4/26/2008 8:27:00 PM

0

jens,


On Sun, 2008-04-27 at 02:50 +0900, Jens Wille wrote:
> Phil Rhoades [2008-04-26 19:13]:
> > This might work but it would be more difficult without regexs -
> > the current application does a system call to agrep but of course
> > it is very slow for large numbers of calls. A typical call is
> > something like:
> >
> > agrep -2 "Smith\|J.*12345" list1.txt list2.txt list3.txt
> >
> > This allows two differences on a minimum amount of information
> > consisting of last name, first initial and zip code. If I use
> > the Enumerable version, I would have to use the whole, delimited,
> > name & address string and increase the differences/distance
> > number?
>
> i think something like that could work in your case (requires the
> Text gem):
>
> File.open('list1.txt').select { |line|
> # extract name and zip code from line
> line =~ /\A(.*?\|.).*\b(\d{5})\b/ # adjust appropriately!
>
> # name may have two errors, zip only one -- or whatever...
> Text::Levenshtein.distance($1, 'Smith|J') <= 2 &&
> Text::Levenshtein.distance($2, '12345') <= 1
> }


I see what you are doing but this would have to be repeated for the
three different lists (list1.txt, list2.txt, list3.txt) - I guess that
should still be faster than a single system call . .


> > Did you just do that hack now?
> that's right. but i just read a bit on agrep's algorithm and it
> might be fun to implement it in ruby (though a bit slow, probably).


I don't know if it helps but there is this:

http://www.koders.com/ruby/fidCEAEDCAA28D4A59A76ADF20A0DA2A385843...

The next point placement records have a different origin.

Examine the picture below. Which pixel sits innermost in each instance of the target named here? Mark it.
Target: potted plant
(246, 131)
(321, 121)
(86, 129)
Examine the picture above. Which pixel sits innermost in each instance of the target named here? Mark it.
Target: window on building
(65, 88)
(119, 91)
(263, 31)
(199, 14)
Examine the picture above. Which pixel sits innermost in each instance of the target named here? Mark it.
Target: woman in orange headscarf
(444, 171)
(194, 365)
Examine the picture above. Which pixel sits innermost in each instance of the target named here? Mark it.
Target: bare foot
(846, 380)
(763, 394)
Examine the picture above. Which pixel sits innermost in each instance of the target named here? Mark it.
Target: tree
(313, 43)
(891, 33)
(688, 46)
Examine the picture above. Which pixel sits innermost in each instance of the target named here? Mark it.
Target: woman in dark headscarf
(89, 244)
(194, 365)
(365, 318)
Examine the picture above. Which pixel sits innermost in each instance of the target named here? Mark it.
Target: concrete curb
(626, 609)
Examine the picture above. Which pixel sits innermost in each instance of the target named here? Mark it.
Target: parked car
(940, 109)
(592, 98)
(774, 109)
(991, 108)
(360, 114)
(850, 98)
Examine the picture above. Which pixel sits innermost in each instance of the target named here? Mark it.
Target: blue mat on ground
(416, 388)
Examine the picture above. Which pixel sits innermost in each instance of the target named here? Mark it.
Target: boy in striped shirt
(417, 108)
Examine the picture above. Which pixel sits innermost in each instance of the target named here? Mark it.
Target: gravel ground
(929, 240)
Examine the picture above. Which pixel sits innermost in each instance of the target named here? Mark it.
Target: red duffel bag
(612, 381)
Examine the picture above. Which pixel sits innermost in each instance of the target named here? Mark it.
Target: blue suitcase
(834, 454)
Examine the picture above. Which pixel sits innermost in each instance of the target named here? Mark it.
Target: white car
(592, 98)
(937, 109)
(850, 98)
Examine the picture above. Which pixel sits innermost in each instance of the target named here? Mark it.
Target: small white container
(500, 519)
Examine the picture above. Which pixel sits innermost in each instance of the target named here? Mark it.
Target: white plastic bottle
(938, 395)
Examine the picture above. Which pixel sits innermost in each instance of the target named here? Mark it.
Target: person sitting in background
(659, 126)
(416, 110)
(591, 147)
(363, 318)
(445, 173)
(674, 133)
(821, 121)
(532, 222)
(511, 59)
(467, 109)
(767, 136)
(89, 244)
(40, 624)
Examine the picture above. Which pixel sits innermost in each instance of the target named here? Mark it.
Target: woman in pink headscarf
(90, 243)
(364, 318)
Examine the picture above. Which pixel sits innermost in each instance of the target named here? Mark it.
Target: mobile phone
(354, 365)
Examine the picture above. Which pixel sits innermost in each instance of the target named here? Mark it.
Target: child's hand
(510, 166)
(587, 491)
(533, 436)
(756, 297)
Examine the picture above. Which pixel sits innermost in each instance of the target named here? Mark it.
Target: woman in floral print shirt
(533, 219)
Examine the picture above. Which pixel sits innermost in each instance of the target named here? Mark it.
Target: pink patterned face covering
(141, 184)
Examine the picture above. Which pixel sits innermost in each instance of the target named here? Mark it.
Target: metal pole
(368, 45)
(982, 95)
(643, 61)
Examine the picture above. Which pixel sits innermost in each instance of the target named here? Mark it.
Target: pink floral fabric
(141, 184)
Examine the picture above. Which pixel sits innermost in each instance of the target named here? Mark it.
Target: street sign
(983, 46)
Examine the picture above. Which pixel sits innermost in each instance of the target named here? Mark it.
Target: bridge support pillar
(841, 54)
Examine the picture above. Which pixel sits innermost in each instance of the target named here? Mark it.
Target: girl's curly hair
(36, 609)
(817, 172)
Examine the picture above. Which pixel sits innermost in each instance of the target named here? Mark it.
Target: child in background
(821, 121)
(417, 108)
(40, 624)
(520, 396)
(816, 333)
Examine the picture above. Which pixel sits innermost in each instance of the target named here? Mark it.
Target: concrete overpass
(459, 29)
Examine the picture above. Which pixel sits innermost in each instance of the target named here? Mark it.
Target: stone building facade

> as an alternative, it might be even worth writing ruby bindings to
> agrep. who knows, if time permits... ;-)


I was wondering about something like that but I have never created a
Ruby binding before . .


> > - how do I get/install it? (Fedora 8).
> well, i don't think that particular implementation suits your needs
> and is obviously easily adapted (after all, it's just a select with
> an appropriate block utilizing Text::Levenshtein.distance). but you
> can get ruby-nuggets from rubyforge (gem install ruby-nuggets), or,
> if the new version hasn't found its way onto the mirrors yet, from
> our own gem server at http://prometheus.khi.uni-koeln.de....


Thanks!

Phil.
--
Philip Rhoades

Pricom Pty Limited (ACN 003 252 275 ABN 91 003 252 275)
GPO Box 3411
Sydney NSW 2001
Australia
Fax: +61:(0)2-8221-9599
E-mail: phil@pricom.com.au


Jens Wille

4/26/2008 8:46:00 PM

0

Phil Rhoades [2008-04-26 22:26]:
> I see what you are doing but this would have to be repeated for
> the three different lists (list1.txt, list2.txt, list3.txt)
well, yeah. but that's not really a problem, is it?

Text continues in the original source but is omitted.